After lunch, the sessions began.  The first session I attended was one on the Boston Census Research Data Center.  There are 18 RDCs in the country, and these RDCs charge a fee for scholars to come in and use the census data that is not released publicly.  HBS pays the lab fees for all faculty, staff, and students at Harvard.  Researchers can submit proposals for their research, stating what data they would like to see and why their research cannot be done with only the publicly available material.  To begin the proposal process, researchers can contact the closest RDC.  For us, the Boston one is currently the closest location, but Yale will be establishing an RDC next year.  The website is www.census.gov/ces/main/contact.html.

The presenter gave several examples of research that had been completed using data at the RDC.  These include the effect on property values in neighborhoods near plants; what firms export where; the decision of firms to go public; and the effect of social networks on hiring and work patterns.

The second session I attended was one on the historical collections at HBS.  This was particularly interesting to me as the history librarian.  The records at HBS document business history from the late 1300s-today.  The collections consist of a print collection, the HBS Archives, the manuscript collection, and the Polaroid Collection.

The manuscript collection is where you can find much of the most unique material.  This collection includes over 1500 series from the 14th century to the present.  Many records related to colonial and early republican business records in New England are housed here, including a vast amount of material related to 19th-century whaling.  One of the graduate students (a PhD candidate at Yale) in the morning’s panel had used the R. G. Dun credit reports extensively for her dissertation on credit history.  These reports are the most commonly used material in the HBS historical collections.
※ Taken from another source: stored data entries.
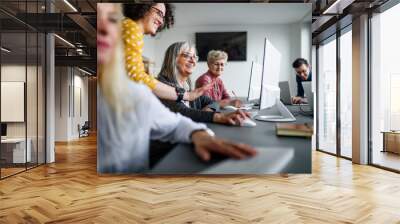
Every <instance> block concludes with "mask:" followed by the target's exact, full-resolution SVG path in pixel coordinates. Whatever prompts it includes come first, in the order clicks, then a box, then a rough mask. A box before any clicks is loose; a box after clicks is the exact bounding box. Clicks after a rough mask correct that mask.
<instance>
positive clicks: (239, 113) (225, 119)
mask: <svg viewBox="0 0 400 224" xmlns="http://www.w3.org/2000/svg"><path fill="white" fill-rule="evenodd" d="M248 117H250V114H249V113H247V112H244V111H242V110H237V111H234V112H231V113H215V114H214V118H213V121H214V123H220V124H227V125H242V123H243V120H244V119H246V118H248Z"/></svg>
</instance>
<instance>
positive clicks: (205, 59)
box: [196, 32, 247, 61]
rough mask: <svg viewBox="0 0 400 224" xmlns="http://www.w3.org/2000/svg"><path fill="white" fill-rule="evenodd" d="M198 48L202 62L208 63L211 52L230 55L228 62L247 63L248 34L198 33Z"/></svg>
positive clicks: (197, 46) (213, 32) (197, 48)
mask: <svg viewBox="0 0 400 224" xmlns="http://www.w3.org/2000/svg"><path fill="white" fill-rule="evenodd" d="M196 48H197V53H198V55H199V60H200V61H207V54H208V52H209V51H211V50H222V51H225V52H226V53H228V61H246V55H247V32H211V33H196Z"/></svg>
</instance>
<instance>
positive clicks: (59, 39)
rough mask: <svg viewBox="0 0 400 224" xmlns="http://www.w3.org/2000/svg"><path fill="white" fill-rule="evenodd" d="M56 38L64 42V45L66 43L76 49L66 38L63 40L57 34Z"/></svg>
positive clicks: (55, 34) (54, 34) (56, 34)
mask: <svg viewBox="0 0 400 224" xmlns="http://www.w3.org/2000/svg"><path fill="white" fill-rule="evenodd" d="M54 36H55V37H57V38H58V39H59V40H61V41H62V42H64V43H66V44H67V45H69V46H70V47H73V48H75V45H73V44H71V42H69V41H68V40H66V39H64V38H62V37H60V36H59V35H57V34H54Z"/></svg>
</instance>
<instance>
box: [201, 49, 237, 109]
mask: <svg viewBox="0 0 400 224" xmlns="http://www.w3.org/2000/svg"><path fill="white" fill-rule="evenodd" d="M227 61H228V54H227V53H226V52H224V51H217V50H212V51H210V52H208V55H207V65H208V71H207V72H206V73H204V74H203V75H201V76H200V77H199V78H198V79H197V80H196V88H199V87H202V86H207V85H209V84H212V86H211V88H210V89H208V90H207V91H205V92H204V93H203V95H206V96H208V97H210V98H211V99H212V100H214V101H218V102H219V104H220V105H221V107H225V106H227V105H232V106H235V107H240V105H241V102H240V100H237V99H236V100H231V97H230V95H229V93H228V91H227V90H226V88H225V86H224V83H223V82H222V79H221V78H220V76H221V75H222V73H223V72H224V67H225V65H226V63H227Z"/></svg>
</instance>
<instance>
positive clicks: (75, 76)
mask: <svg viewBox="0 0 400 224" xmlns="http://www.w3.org/2000/svg"><path fill="white" fill-rule="evenodd" d="M82 75H83V73H81V72H80V71H79V70H77V69H76V68H71V67H56V84H55V85H56V92H55V120H56V121H55V123H56V125H55V126H56V127H55V130H56V131H55V140H56V141H69V140H72V139H76V138H78V134H79V133H78V124H80V125H83V124H84V122H85V121H87V120H88V105H89V104H88V78H87V77H85V76H82ZM79 91H80V93H79ZM79 94H80V95H81V97H80V100H81V102H79V97H76V96H79ZM79 105H81V106H82V115H81V114H80V113H79V112H80V111H79ZM74 110H75V111H74Z"/></svg>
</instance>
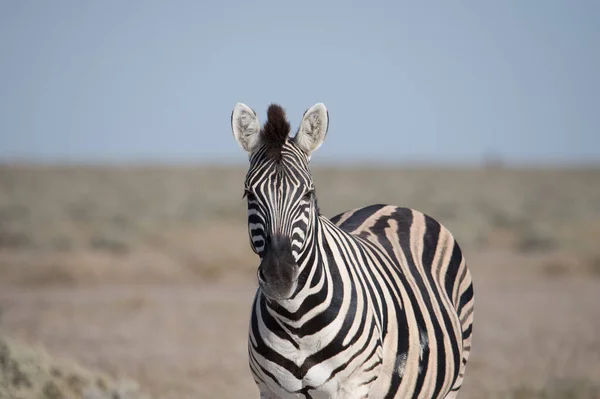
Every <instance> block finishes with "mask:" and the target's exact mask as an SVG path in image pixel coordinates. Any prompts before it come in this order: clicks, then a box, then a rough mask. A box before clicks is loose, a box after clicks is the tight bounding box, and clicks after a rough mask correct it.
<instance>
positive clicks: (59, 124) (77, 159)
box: [0, 0, 600, 163]
mask: <svg viewBox="0 0 600 399" xmlns="http://www.w3.org/2000/svg"><path fill="white" fill-rule="evenodd" d="M367 3H368V5H367ZM598 21H600V2H598V1H593V0H588V1H586V0H580V1H576V2H569V1H553V0H548V1H543V2H542V1H517V0H514V1H511V0H506V1H482V2H475V1H464V2H449V1H437V2H435V1H434V2H427V3H425V2H406V1H389V2H380V1H379V2H378V1H371V2H364V1H363V2H347V1H346V2H342V1H328V2H325V1H310V0H309V1H302V2H282V1H278V2H276V1H268V2H265V1H243V2H242V1H236V0H232V1H229V2H221V1H172V2H166V1H160V2H159V1H115V0H109V1H63V0H56V1H51V2H50V1H41V0H38V1H33V0H32V1H3V2H0V57H1V58H0V59H1V62H0V160H14V159H29V160H44V161H86V162H106V161H118V162H122V161H144V162H147V161H156V160H158V161H162V162H171V161H172V162H178V161H184V162H246V159H247V158H246V156H245V154H244V153H243V152H242V150H241V149H240V148H239V147H238V146H237V144H236V142H235V141H234V139H233V136H232V134H231V129H230V119H229V118H230V114H231V111H232V109H233V107H234V106H235V104H236V103H237V102H243V103H245V104H247V105H248V106H250V107H252V108H254V109H255V110H256V111H257V113H258V115H259V118H260V119H261V122H264V118H265V114H266V108H267V106H268V105H269V104H270V103H271V102H276V103H279V104H281V105H282V106H283V107H284V108H285V109H286V110H287V112H288V116H289V119H290V121H291V123H292V126H293V127H292V129H293V131H294V132H295V130H296V128H297V126H298V122H299V120H300V118H301V116H302V113H303V112H304V110H305V109H307V108H308V107H310V106H311V105H313V104H315V103H317V102H323V103H325V105H326V106H327V108H328V110H329V116H330V128H329V134H328V137H327V140H326V142H325V144H324V145H323V146H322V147H321V148H320V149H319V150H318V152H317V153H315V155H314V157H313V160H314V162H324V163H326V162H345V163H349V162H353V161H360V162H376V161H383V162H387V163H407V162H437V163H447V162H466V163H472V162H479V161H480V160H481V159H482V157H483V156H485V154H487V153H494V154H497V155H498V156H500V157H502V158H503V159H505V160H506V161H507V162H518V163H556V162H558V163H574V162H575V163H581V162H585V163H589V162H593V163H600V72H599V71H600V23H599V22H598Z"/></svg>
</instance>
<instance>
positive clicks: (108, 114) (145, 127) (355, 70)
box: [0, 0, 600, 399]
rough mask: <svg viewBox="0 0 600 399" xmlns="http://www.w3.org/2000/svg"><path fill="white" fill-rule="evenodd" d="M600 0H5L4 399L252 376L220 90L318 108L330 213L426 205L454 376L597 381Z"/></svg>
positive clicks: (219, 382)
mask: <svg viewBox="0 0 600 399" xmlns="http://www.w3.org/2000/svg"><path fill="white" fill-rule="evenodd" d="M599 20H600V3H598V2H596V1H585V0H584V1H579V2H565V1H553V0H551V1H546V2H543V3H542V2H520V1H516V0H515V1H503V2H479V3H475V2H469V3H452V4H451V3H449V2H433V3H429V4H427V5H425V4H422V3H419V4H418V5H417V4H411V3H409V2H382V1H373V2H370V3H369V4H368V5H367V4H366V3H364V2H362V3H353V2H350V3H349V2H341V1H330V2H315V1H304V2H297V3H283V2H274V1H273V2H268V1H258V2H239V1H232V2H216V1H202V2H200V1H196V2H193V1H175V2H168V3H167V2H158V1H128V2H121V1H114V0H110V1H95V2H92V1H88V2H81V1H66V0H58V1H53V2H44V1H39V0H38V1H5V2H1V3H0V398H5V397H6V398H25V399H29V398H49V399H50V398H52V399H57V398H84V397H85V398H142V397H143V398H239V397H257V395H258V391H257V389H256V388H255V385H254V382H253V380H252V378H251V376H250V373H249V369H248V366H247V352H246V334H247V325H248V320H249V314H250V304H251V301H252V297H253V295H254V291H255V289H256V282H255V271H256V267H257V259H256V257H255V255H254V254H253V253H252V252H251V250H250V248H249V245H248V236H247V226H246V217H245V215H246V205H245V201H244V200H243V199H242V197H241V196H242V192H243V181H244V175H245V173H246V167H247V156H246V154H245V153H244V152H243V151H242V150H241V149H240V148H239V147H238V145H237V143H236V142H235V140H234V139H233V136H232V133H231V127H230V115H231V111H232V110H233V107H234V106H235V104H236V103H237V102H243V103H245V104H247V105H248V106H250V107H252V108H253V109H254V110H255V111H256V112H257V114H258V115H259V118H260V120H261V122H264V120H265V117H266V109H267V107H268V105H269V104H270V103H272V102H275V103H279V104H281V105H282V106H283V107H284V108H285V109H286V111H287V113H288V118H289V120H290V122H291V124H292V130H293V132H295V130H296V129H297V126H298V123H299V121H300V118H301V117H302V113H303V112H304V111H305V110H306V109H307V108H309V107H310V106H312V105H313V104H315V103H317V102H323V103H325V105H326V106H327V108H328V111H329V117H330V127H329V133H328V137H327V140H326V142H325V144H324V145H323V146H322V147H321V148H320V149H319V150H318V151H317V152H316V153H315V154H314V156H313V160H312V170H313V173H314V178H315V182H316V187H317V192H318V195H319V204H320V206H321V210H322V212H323V213H324V214H325V215H327V216H333V215H335V214H337V213H340V212H342V211H345V210H348V209H351V208H355V207H359V206H364V205H368V204H371V203H390V204H396V205H401V206H407V207H412V208H415V209H418V210H420V211H422V212H425V213H427V214H429V215H431V216H433V217H434V218H436V219H438V220H439V221H440V222H441V223H443V224H444V225H446V226H447V227H448V228H449V229H450V230H451V231H452V232H453V233H454V235H455V236H456V238H457V240H458V241H459V243H460V244H461V246H462V247H463V250H464V252H465V254H466V257H467V260H468V263H469V264H470V267H471V270H472V274H473V279H474V284H475V299H476V310H475V325H474V344H473V352H472V356H471V360H470V361H469V364H468V367H467V374H466V380H465V384H464V386H463V387H464V388H463V390H462V391H461V398H464V399H474V398H484V397H485V398H512V399H527V398H538V399H539V398H546V399H547V398H552V399H558V398H580V399H581V398H585V399H588V398H600V334H598V331H599V330H600V248H599V246H598V240H599V239H600V119H599V115H600V114H599V112H598V104H600V75H599V74H598V71H600V25H599V24H598V21H599Z"/></svg>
The Polaroid Collection is a new acquisition and is the largest collection at HBS.  This collection includes administrative records, patent history, research and development records, photographs, prototype photos, advertisement photos, and an AV component.  It is not yet fully accessible as the staff are still processing this very large collection.

The Social Sciences Librarians Bootcamp is a conference that I find worthwhile.  There is plenty of opportunities to learn about resources that are out there, especially the freely accessible ones.  Also, it is a great place to network with other librarians in the greater Boston area who are dealing with many of the same issues we are at UConn.  I would recommend this conference to anyone interested.